Yes, it adds checks everywhere you index. That is exactly what you want if you are serious about null safety.

Default to Optional Chaining, Not Non-Null Assertions

// Dangerous
const name = user.profile!.name

// Safe
const name = user.profile?.name ?? 'Anonymous'

Optional chaining short-circuits on null or undefined. The nullish coalescing operator provides a fallback. This pattern is defensive by default and explicit about what happens when data is missing.

Keep any Out of Your Data Flow

Treat any like a toxic spill. If you must use it, confine it to the smallest possible scope and validate the output immediately.

// Bad: any propagates
const data: any = JSON.parse(raw)
processData(data)

// Better: validate and narrow immediately
const parsed = JSON.parse(raw) as unknown
const data = UserSchema.parse(parsed)
processData(data)

unknown forces you to prove the shape before TypeScript lets you use it. It is any with consequences.

Why Teams Skip These Defenses

Most teams do not skip them out of ignorance. They skip them because the safer patterns add friction to every data access, every API call, every DOM query. The code gets longer. The types get noisier. The temptation to slap a ! or an as on the problem grows with every deadline.

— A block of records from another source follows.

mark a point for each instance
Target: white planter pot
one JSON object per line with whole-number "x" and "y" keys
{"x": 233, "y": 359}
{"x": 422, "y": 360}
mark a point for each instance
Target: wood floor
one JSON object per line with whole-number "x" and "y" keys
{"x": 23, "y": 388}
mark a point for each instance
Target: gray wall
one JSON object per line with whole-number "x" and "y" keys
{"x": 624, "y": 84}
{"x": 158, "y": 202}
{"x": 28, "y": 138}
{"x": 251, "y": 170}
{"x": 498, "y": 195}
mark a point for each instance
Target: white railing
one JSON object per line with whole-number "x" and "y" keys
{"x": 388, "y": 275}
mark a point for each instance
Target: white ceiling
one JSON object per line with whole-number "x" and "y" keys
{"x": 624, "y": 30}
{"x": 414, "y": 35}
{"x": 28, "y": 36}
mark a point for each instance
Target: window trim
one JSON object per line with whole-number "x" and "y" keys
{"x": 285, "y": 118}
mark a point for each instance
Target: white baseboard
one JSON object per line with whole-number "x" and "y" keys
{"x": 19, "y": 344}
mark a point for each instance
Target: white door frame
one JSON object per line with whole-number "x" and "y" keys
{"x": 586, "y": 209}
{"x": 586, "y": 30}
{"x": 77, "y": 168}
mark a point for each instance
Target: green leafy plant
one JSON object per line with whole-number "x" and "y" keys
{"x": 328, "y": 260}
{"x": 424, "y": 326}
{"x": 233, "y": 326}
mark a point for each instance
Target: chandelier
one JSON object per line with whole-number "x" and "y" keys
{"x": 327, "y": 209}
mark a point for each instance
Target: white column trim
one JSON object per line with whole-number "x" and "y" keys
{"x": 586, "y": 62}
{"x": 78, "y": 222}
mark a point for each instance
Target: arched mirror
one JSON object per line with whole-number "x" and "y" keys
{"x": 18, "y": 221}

The alternative is production crashes that TypeScript promised you would not have. The compiler kept its end of the bargain. It checked your code against the types you provided. It cannot check your code against reality.

The Fix Is Two Layers, Not One

strictNullChecks is layer one. It catches the nulls you introduce yourself. Layer two is everything else: schema validation, defensive indexing, optional chaining, and the discipline to avoid any.

If your TypeScript app is still crashing with nulls, the compiler is not failing you. The gap between your types and your runtime data is. Close that gap at the boundaries, turn on noUncheckedIndexedAccess, and stop trusting backends to match your interfaces. TypeScript will still be strict. But at least your types will describe the world as it actually arrives.